From Product Hilbert Spaces to the Generalized Koopman Operator and the Nonlinear Fundamental Lemma

TL;DR

This paper introduces a novel generalized Koopman operator framework for nonlinear systems with control inputs, leveraging basis functions in a product Hilbert space, and demonstrates its effectiveness on dynamical systems and robotic control.

Contribution

It develops a new approach to extend the Koopman operator to controlled systems using tensor product Hilbert spaces, relaxing classical invariance conditions.

Findings

Successfully applied to Van der Pol oscillator dynamics.

Enabled predictive control of a soft-robotic manipulator.

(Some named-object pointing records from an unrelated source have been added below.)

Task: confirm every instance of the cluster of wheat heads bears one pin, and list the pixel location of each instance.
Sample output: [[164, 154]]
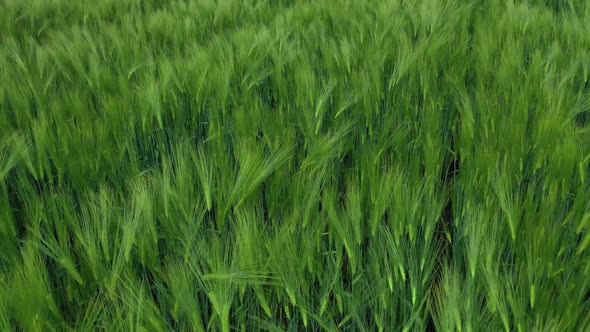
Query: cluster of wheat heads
[[196, 165]]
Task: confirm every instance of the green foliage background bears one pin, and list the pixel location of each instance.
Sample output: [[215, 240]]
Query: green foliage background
[[294, 165]]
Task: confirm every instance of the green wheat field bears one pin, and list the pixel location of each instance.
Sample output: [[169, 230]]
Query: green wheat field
[[295, 165]]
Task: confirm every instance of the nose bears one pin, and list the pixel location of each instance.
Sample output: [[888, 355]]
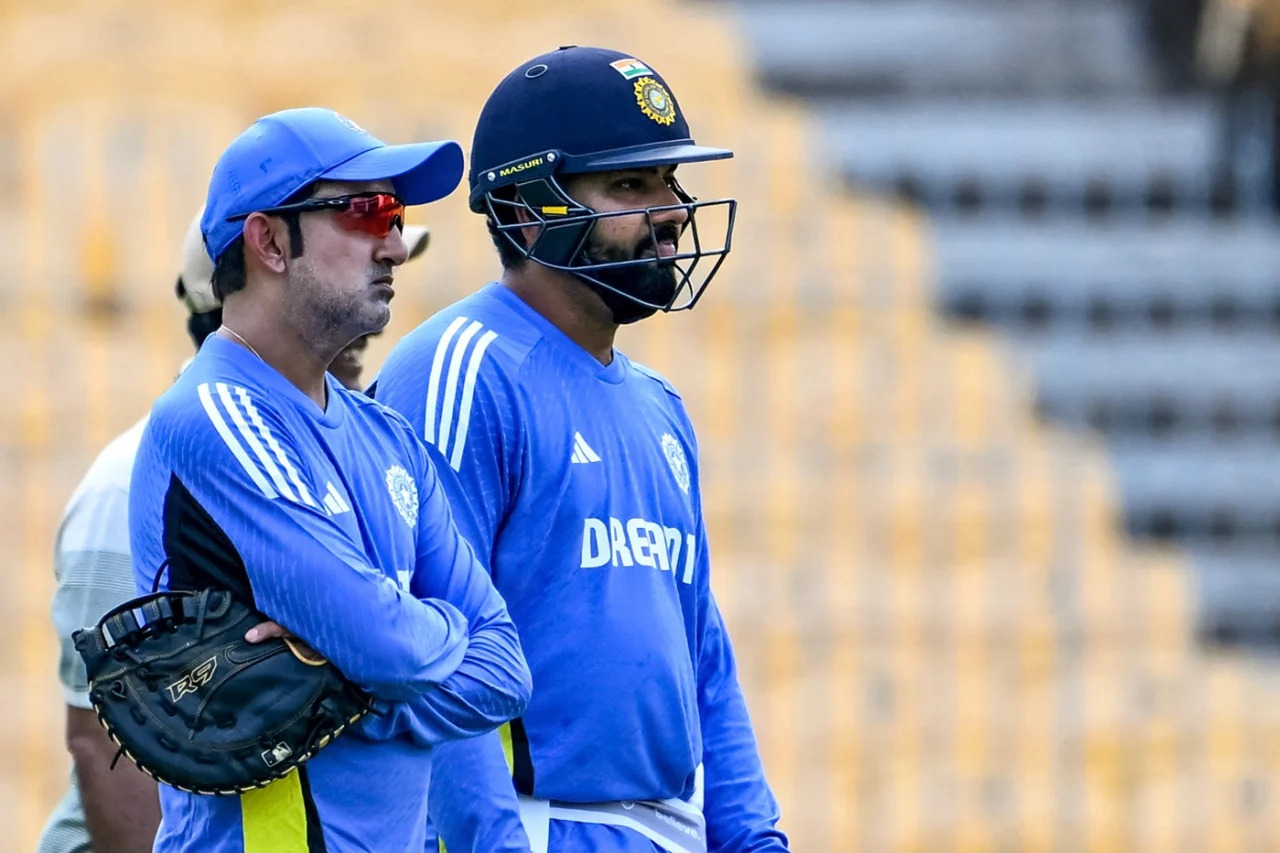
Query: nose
[[676, 217]]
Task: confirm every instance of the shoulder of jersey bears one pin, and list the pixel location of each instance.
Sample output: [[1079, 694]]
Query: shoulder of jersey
[[371, 407], [479, 333], [656, 377]]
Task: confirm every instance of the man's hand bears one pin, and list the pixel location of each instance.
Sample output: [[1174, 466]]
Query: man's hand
[[266, 630], [122, 808]]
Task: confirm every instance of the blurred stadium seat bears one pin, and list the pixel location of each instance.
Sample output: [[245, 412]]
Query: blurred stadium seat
[[946, 639]]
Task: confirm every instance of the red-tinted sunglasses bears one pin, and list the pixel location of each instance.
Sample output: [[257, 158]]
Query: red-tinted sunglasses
[[373, 213]]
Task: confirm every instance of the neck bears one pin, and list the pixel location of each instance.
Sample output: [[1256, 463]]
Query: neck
[[567, 304], [282, 347]]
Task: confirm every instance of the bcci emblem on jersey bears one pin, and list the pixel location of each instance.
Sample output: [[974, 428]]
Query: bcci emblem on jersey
[[676, 459], [403, 493]]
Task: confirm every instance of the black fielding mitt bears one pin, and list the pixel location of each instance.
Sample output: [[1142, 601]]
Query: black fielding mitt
[[196, 706]]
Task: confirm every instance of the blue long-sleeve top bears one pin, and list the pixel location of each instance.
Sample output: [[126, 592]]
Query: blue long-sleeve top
[[577, 483], [346, 539]]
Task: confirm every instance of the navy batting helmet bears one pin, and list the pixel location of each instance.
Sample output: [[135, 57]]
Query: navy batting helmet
[[588, 109]]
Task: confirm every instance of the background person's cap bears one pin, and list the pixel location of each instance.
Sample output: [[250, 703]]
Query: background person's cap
[[284, 151]]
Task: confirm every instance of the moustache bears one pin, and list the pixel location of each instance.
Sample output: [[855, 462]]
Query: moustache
[[661, 233]]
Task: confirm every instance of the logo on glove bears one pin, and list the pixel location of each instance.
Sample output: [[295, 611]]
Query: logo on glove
[[199, 676]]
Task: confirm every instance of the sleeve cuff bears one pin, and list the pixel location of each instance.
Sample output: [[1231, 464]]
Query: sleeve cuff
[[77, 698]]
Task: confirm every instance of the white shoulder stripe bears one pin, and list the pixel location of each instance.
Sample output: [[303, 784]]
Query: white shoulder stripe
[[451, 387], [232, 443], [265, 432], [433, 388], [251, 439], [469, 389]]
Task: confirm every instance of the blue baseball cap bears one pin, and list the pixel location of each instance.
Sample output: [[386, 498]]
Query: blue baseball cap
[[284, 151]]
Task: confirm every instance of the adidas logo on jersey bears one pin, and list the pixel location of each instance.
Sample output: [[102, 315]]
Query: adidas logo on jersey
[[583, 452]]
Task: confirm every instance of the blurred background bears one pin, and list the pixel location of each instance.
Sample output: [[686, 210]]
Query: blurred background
[[988, 392]]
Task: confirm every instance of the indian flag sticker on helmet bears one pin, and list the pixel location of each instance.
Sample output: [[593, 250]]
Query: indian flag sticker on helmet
[[654, 100], [630, 68]]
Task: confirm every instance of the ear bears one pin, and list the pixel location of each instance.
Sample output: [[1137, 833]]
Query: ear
[[266, 242], [533, 229]]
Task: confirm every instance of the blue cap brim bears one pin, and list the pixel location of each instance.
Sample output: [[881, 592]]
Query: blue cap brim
[[421, 172], [641, 156]]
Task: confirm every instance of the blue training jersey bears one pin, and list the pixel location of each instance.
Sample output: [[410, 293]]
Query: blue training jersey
[[577, 483], [347, 541]]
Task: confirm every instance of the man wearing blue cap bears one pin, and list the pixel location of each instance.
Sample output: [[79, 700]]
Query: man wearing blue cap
[[333, 509], [574, 471]]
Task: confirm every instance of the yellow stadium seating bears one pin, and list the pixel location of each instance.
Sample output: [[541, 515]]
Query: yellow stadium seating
[[946, 642]]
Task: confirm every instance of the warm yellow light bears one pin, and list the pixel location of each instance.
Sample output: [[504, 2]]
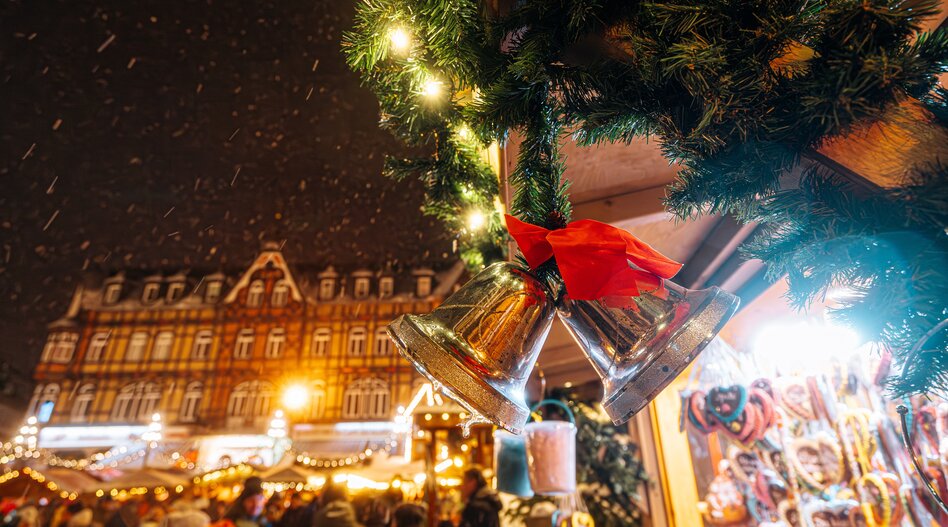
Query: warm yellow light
[[399, 39], [475, 220], [432, 88], [295, 396]]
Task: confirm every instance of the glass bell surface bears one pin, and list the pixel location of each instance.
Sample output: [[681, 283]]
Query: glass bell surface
[[480, 345], [639, 348]]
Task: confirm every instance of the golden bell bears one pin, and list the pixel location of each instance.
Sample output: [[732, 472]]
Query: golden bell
[[639, 348], [480, 345]]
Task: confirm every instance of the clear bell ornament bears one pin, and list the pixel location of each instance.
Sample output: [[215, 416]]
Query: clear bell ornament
[[639, 347], [481, 344]]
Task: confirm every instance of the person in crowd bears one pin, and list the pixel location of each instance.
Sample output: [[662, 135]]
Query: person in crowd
[[79, 515], [28, 515], [408, 515], [247, 509], [181, 513], [126, 516], [295, 513], [481, 504], [335, 509]]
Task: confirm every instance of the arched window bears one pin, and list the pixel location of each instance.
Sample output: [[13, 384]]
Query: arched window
[[162, 348], [275, 341], [44, 401], [243, 349], [383, 344], [322, 338], [191, 403], [250, 399], [317, 400], [82, 402], [97, 347], [136, 402], [203, 341], [357, 337], [136, 347], [281, 293], [366, 399], [255, 294]]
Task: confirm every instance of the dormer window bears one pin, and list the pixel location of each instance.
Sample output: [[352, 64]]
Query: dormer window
[[151, 292], [255, 294], [327, 288], [423, 286], [113, 292], [361, 289], [281, 293], [386, 287], [175, 291], [213, 291]]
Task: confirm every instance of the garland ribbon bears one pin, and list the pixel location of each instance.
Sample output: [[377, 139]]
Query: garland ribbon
[[594, 257]]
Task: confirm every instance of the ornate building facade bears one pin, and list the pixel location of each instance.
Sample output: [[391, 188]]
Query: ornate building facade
[[216, 353]]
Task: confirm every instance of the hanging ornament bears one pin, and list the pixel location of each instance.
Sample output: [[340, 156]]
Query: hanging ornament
[[551, 453], [638, 329], [510, 462], [480, 345]]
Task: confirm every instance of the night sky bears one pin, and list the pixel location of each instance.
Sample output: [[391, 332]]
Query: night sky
[[174, 134]]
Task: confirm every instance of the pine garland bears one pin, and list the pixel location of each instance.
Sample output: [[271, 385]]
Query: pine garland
[[736, 92]]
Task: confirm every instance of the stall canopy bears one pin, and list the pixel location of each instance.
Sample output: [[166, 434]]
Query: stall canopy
[[149, 478], [287, 471]]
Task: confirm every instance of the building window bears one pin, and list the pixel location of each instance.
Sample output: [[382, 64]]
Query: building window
[[327, 289], [386, 287], [317, 400], [97, 347], [361, 287], [383, 344], [175, 291], [136, 347], [162, 348], [275, 341], [322, 338], [244, 347], [60, 348], [82, 402], [366, 399], [202, 345], [357, 338], [255, 294], [250, 399], [281, 293], [191, 403], [136, 402], [151, 292], [423, 286], [113, 292], [44, 401], [213, 291]]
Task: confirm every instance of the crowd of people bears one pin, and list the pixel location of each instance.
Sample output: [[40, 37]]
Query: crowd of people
[[331, 507]]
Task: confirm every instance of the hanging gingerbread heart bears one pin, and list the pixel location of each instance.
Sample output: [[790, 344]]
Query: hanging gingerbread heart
[[795, 398], [836, 513], [765, 403], [726, 403], [818, 462], [698, 415], [744, 464]]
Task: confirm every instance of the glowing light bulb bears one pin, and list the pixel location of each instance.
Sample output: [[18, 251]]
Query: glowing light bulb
[[475, 220], [432, 88], [399, 39]]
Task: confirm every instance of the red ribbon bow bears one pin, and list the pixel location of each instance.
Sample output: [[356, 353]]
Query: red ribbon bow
[[593, 258]]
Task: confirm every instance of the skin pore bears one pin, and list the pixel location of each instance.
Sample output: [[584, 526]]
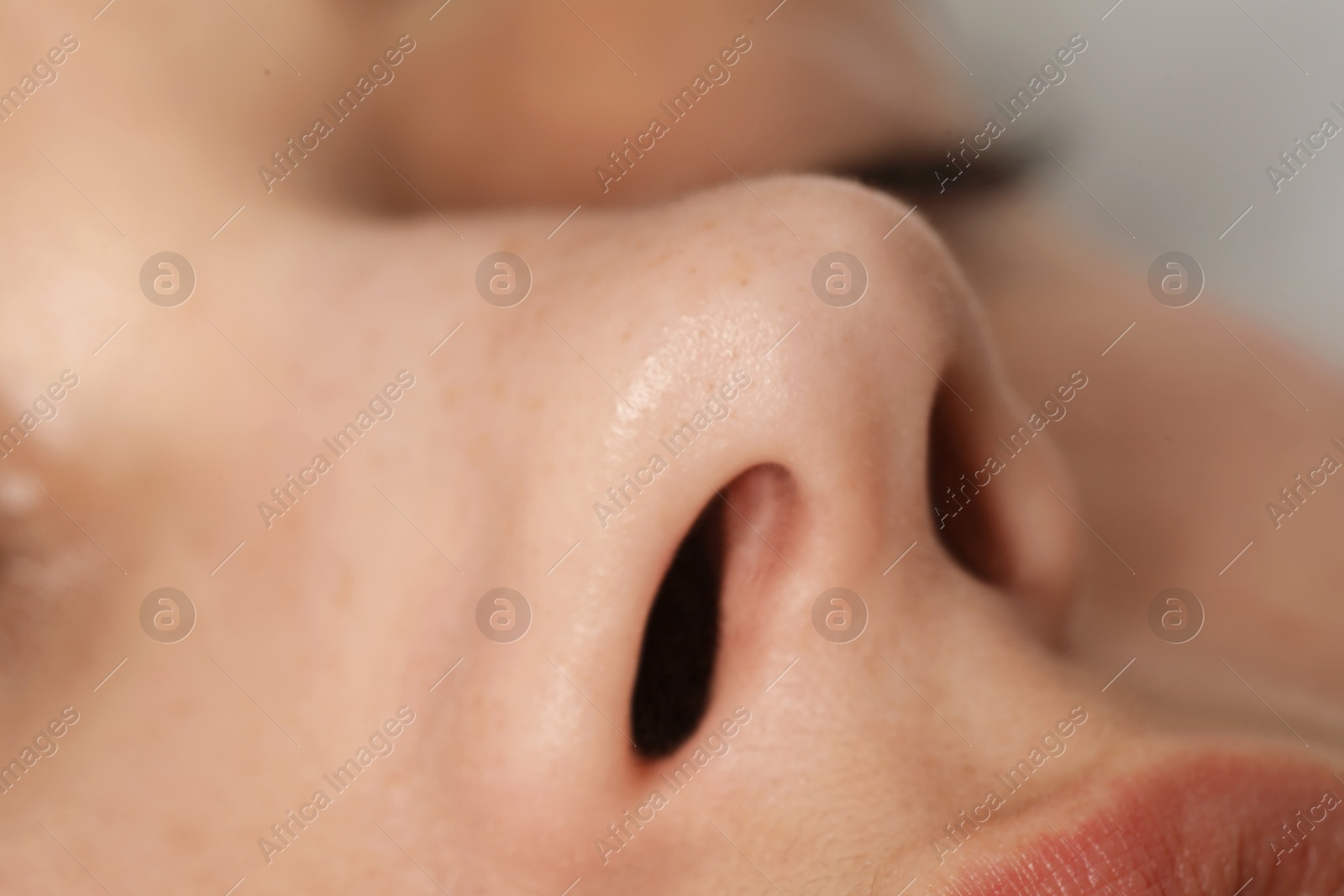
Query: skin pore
[[694, 268]]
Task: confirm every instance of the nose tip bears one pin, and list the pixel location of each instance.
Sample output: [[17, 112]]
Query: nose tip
[[810, 437]]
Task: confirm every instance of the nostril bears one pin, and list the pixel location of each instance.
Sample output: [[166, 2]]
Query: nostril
[[963, 519], [680, 642]]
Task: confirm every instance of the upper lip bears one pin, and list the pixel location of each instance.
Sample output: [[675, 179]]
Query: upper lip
[[1189, 825]]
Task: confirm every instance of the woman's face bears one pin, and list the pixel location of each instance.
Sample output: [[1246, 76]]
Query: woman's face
[[423, 490]]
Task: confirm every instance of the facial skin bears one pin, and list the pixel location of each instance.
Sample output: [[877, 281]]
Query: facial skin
[[354, 611]]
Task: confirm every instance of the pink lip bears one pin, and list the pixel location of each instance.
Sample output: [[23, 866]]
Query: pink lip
[[1210, 825]]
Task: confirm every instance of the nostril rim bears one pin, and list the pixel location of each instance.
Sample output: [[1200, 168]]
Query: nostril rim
[[961, 515], [680, 642]]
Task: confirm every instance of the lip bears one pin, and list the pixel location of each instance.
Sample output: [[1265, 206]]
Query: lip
[[1196, 825]]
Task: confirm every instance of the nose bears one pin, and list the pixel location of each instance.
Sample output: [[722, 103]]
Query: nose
[[783, 459]]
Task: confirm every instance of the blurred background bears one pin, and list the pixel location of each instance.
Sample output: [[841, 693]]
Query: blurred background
[[1169, 120]]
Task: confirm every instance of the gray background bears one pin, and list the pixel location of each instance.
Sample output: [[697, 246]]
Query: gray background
[[1169, 118]]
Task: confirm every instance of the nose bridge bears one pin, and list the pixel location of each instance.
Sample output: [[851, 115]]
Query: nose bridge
[[743, 389]]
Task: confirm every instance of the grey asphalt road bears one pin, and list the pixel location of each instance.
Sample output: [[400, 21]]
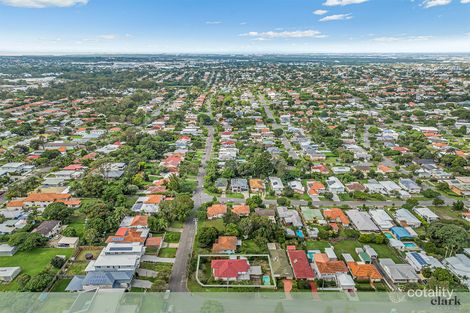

Provided a new nonlinear fundamental lemma for data-driven control.

Abstract

The generalization of the Koopman operator to systems with control input and the derivation of a nonlinear fundamental lemma are two open problems that play a key role in the development of data-driven control methods for nonlinear systems. In this paper we derive a novel solution to these problems based on basis functions expansion in a product Hilbert space constructed as the tensor product between the Hilbert spaces of the state and input observable functions, respectively. We identify relaxed invariance conditions that guarantee existence of a bounded linear operator, i.e., the generalized Koopman operator, from the constructed product Hilbert space to the Hilbert space corresponding to the lifted state propagated forward in time. Compared to classical Koopman invariance conditions, measure preservation is not required. Moreover, we derive a nonlinear fundamental lemma by exploiting the constructed exact infinite-dimensional bilinear Koopman representation and Hankel operators. The effectiveness of the developed generalized Koopman embedding is illustrated on the Van der Pol oscillator and in predictive control of a soft-robotic manipulator model.